Sunday, September 27, 2009

N-gram thoughts

Suppose we have an arbitrary natural language, and we represent its lexicon as a set of words V. An n-gram is then a sequence of n (not necessarily distinct) elements of V. An n-gram distribution is associated with a sequence of n-1 words, and for each word w in V gives us a probability that the nth word in the sequence is w. An n-gram model is a set of n-gram distributions, one for every possible sequence of n-1 words.

I use empirical n-gram distribution to refer to the n-gram distribution that occurs in the wild, which one could only determine precisely from an infinite corpus. Now suppose that there are no complexity or data sparsity issues, so that we can make n arbitrarily large and essentially have access to the empirical distributions for that n. If we used the resulting model for text prediction, how good would it be? As good as a human text predictor? Worse? Better? Why? (In other words, what's the upper bound on the performance of n-gram language models on the scale of human performance?)

My first impulse: >1. The amount of information contained in such a model is too vast for a human to compete with. As a document grows so does the amount of context available to the model, and its predictions will asymptotically approach optimality.
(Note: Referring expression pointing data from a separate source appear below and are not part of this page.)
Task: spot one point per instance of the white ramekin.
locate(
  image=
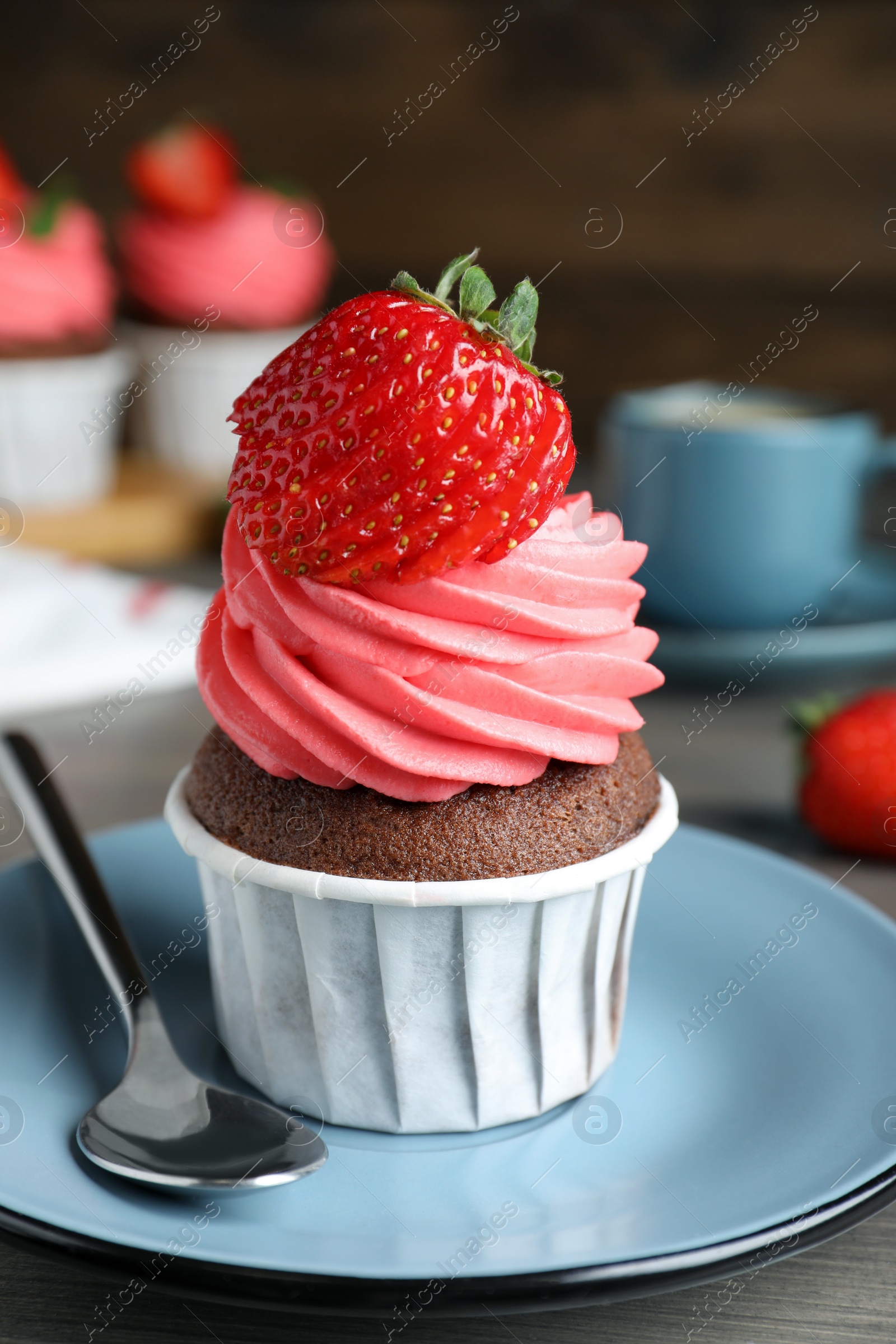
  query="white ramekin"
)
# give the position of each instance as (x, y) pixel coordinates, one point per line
(58, 435)
(190, 382)
(419, 1007)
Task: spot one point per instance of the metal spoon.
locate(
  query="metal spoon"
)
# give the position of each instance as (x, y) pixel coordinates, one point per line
(162, 1124)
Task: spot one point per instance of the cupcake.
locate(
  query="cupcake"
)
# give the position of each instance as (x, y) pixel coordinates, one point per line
(423, 816)
(59, 367)
(221, 276)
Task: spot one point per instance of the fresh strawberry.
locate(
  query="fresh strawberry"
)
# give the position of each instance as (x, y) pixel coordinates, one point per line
(187, 171)
(11, 185)
(850, 791)
(398, 440)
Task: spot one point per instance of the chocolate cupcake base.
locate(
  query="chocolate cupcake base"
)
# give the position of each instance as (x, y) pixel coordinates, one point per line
(568, 815)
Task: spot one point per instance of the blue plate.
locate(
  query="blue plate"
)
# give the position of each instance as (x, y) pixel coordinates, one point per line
(752, 1107)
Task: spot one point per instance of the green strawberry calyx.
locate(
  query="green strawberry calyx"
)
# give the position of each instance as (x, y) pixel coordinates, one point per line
(512, 323)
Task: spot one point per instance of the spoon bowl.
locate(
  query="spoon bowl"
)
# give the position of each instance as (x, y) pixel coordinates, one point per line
(163, 1124)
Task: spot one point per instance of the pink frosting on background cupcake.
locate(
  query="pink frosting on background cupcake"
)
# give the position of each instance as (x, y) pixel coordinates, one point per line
(419, 690)
(57, 286)
(234, 260)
My second impulse: <1. Producing natural language is partly a planning problem. Earlier text is partly determined by what text the writer plans for later, which is totally unknown to an n-gram model. A human text predictor may have access to this sort of knowledge, or other psychological data that will influence their predictions (e.g. prior knowledge of the writer). This will give humans the edge in any practical situation.

Thoughts?